On her way to work she stopped at the Pump ‘n Save gas station. While waiting for the tank to fill she noticed a sign: Megabucks Tickets Sold Here. She bought her first ever ticket and said a prayer for Charles.

When she got to work that morning she was told Maddy Clarke, an 87-year-old with a heart of stone and a tongue that cut out roommates’ hearts, was dying. “Her son won’t get here till later this afternoon,” Rene the charge nurse said.

“I’ll sit with her until he arrives,” Wanda said. “I’ve got a ton of paperwork I can do at her bedside.”

Maddy’s mouth was slack, pulled down in one corner. Her respirations were shallow, her limbs mottled, her fingertips blue. The room was quiet except for Maddy’s bedside clock as it ticked away the final minutes of her life.

Wanda suddenly put her paperwork aside. She glanced around the room; no one. She tilted back her chair and glanced out at the hallway; empty. “Hello?” she said softly; no communication between Maddy’s room and the nurse’s station. Wanda pulled her chair closer to the bed and whispered in the dying woman’s ear, “Maddy, today when you see God tell him Wanda McFee needs to win Megabucks.” She patted Maddy’s icy hand, whispered “Thank you,” and went back to her paperwork.

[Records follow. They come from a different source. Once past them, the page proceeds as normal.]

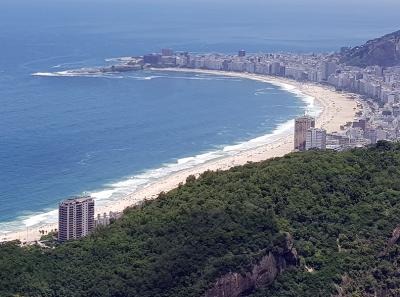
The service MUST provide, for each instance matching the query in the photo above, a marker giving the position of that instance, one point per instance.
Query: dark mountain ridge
(383, 51)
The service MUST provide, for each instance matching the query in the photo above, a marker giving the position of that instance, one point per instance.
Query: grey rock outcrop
(264, 273)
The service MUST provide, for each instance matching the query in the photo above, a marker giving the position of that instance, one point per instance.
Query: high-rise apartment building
(167, 52)
(301, 126)
(75, 218)
(316, 138)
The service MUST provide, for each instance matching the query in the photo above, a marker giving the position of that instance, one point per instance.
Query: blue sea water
(62, 136)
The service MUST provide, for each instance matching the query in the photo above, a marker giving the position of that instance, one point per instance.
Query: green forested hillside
(340, 208)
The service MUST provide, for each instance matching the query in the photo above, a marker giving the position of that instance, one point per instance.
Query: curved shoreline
(337, 109)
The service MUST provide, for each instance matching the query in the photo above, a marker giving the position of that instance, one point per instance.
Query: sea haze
(61, 136)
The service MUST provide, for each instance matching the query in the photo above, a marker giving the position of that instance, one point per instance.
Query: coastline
(336, 110)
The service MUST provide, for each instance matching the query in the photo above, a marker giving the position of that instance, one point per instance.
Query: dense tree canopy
(341, 209)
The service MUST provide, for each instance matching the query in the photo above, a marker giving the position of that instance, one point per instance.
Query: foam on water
(117, 190)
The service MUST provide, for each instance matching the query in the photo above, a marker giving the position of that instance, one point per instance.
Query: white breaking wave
(117, 190)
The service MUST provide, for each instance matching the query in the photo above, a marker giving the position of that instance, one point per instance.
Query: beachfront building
(316, 139)
(75, 218)
(301, 126)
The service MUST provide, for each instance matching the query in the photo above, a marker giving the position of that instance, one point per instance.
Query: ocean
(110, 134)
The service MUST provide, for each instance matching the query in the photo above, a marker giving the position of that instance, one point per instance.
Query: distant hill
(312, 224)
(383, 51)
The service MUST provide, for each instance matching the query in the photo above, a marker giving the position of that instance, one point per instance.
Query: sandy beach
(337, 109)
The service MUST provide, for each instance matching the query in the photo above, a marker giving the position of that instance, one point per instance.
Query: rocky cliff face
(262, 274)
(383, 51)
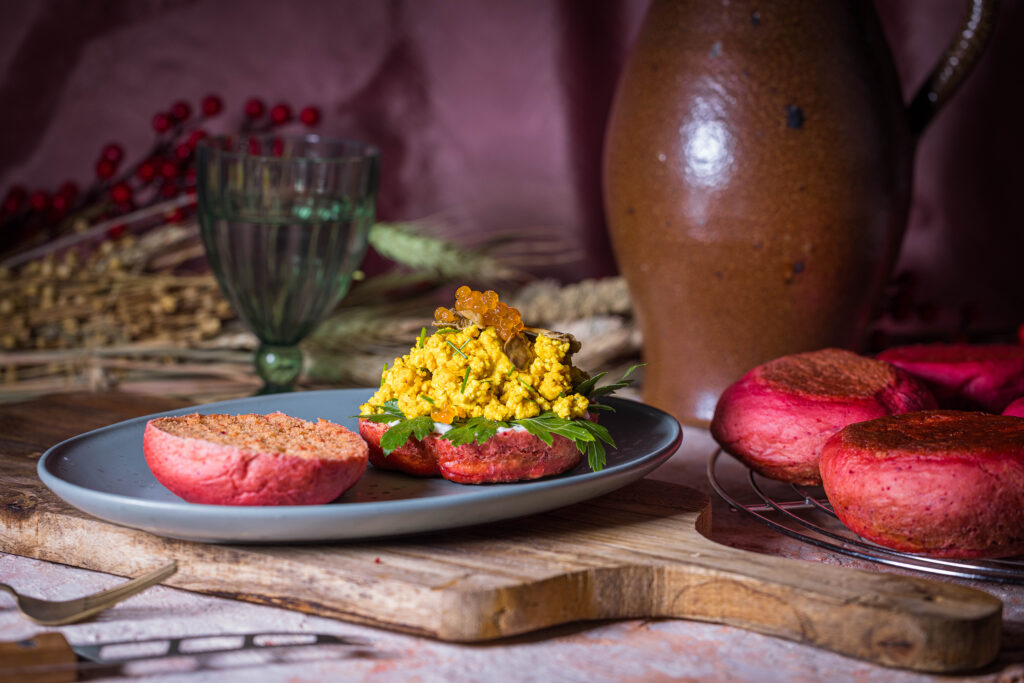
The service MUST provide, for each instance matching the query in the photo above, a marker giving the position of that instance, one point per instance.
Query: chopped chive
(457, 349)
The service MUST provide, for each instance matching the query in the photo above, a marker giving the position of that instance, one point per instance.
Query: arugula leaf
(397, 434)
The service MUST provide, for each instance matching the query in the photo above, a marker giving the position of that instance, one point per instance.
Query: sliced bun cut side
(253, 459)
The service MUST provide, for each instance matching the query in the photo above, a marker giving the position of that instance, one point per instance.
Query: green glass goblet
(285, 221)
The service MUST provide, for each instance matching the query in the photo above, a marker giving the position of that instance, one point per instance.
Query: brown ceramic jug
(757, 178)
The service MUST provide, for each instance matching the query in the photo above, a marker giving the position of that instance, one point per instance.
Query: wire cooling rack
(806, 515)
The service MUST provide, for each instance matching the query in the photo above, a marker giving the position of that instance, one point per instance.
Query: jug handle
(954, 65)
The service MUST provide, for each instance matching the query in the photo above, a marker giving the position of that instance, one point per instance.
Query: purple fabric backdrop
(488, 113)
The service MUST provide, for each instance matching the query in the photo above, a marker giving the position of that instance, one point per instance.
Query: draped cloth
(489, 114)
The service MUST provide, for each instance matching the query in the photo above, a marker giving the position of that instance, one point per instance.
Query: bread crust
(217, 472)
(1015, 409)
(983, 377)
(945, 483)
(508, 456)
(778, 416)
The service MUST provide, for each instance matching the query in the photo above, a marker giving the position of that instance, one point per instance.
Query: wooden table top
(629, 649)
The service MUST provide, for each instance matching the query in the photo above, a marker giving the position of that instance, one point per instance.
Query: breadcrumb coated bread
(253, 459)
(946, 483)
(779, 415)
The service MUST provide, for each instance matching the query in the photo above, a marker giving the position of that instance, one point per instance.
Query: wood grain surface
(636, 553)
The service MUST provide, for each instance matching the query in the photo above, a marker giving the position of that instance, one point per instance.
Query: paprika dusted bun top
(779, 415)
(938, 433)
(253, 459)
(946, 483)
(263, 433)
(830, 373)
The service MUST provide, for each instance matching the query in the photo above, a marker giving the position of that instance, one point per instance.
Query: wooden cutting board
(636, 553)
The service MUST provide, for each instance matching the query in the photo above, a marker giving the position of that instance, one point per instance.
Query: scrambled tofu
(465, 374)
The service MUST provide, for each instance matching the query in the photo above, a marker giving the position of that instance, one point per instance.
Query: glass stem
(279, 366)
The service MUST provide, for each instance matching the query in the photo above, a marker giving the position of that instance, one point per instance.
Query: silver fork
(56, 612)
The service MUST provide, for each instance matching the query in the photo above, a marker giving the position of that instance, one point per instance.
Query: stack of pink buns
(896, 470)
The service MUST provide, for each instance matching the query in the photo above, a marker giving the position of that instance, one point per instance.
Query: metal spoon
(54, 612)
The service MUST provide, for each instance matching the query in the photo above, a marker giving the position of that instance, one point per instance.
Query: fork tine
(126, 590)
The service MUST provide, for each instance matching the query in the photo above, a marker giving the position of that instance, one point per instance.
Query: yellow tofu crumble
(433, 377)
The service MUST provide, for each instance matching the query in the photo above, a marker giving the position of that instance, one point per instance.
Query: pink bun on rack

The drizzle of rain in the morning became a torrential downpour in the afternoon and by the time Wanda left for the day lightning and thunder erupted from the sky with a ferocity that shook the earth. Maddy, her lips purple and cracked lingered, waiting for her son’s arrival. “Probably wants to give ‘im hell for not coming sooner,” Rene said.

The next morning was sunny; washed clean by the previous day. Wanda stopped to buy a sympathy card on her way to the Golden Ladder. She took Maddy’s chart from the rack and Rene said, “Where are you going with that?”

“I’m going to write the final discharge note and send a sympathy card to Maddy’s son.”

Rene held out her arms for the chart. “She rallied,” she said. “Good as new. Alert and oriented times three. She’s as clear as a bell. Remembers everything.”

Wanda tiptoed to the doorway of Maddy’s room. Maddy turned her head on her pillow and said, “God said no.”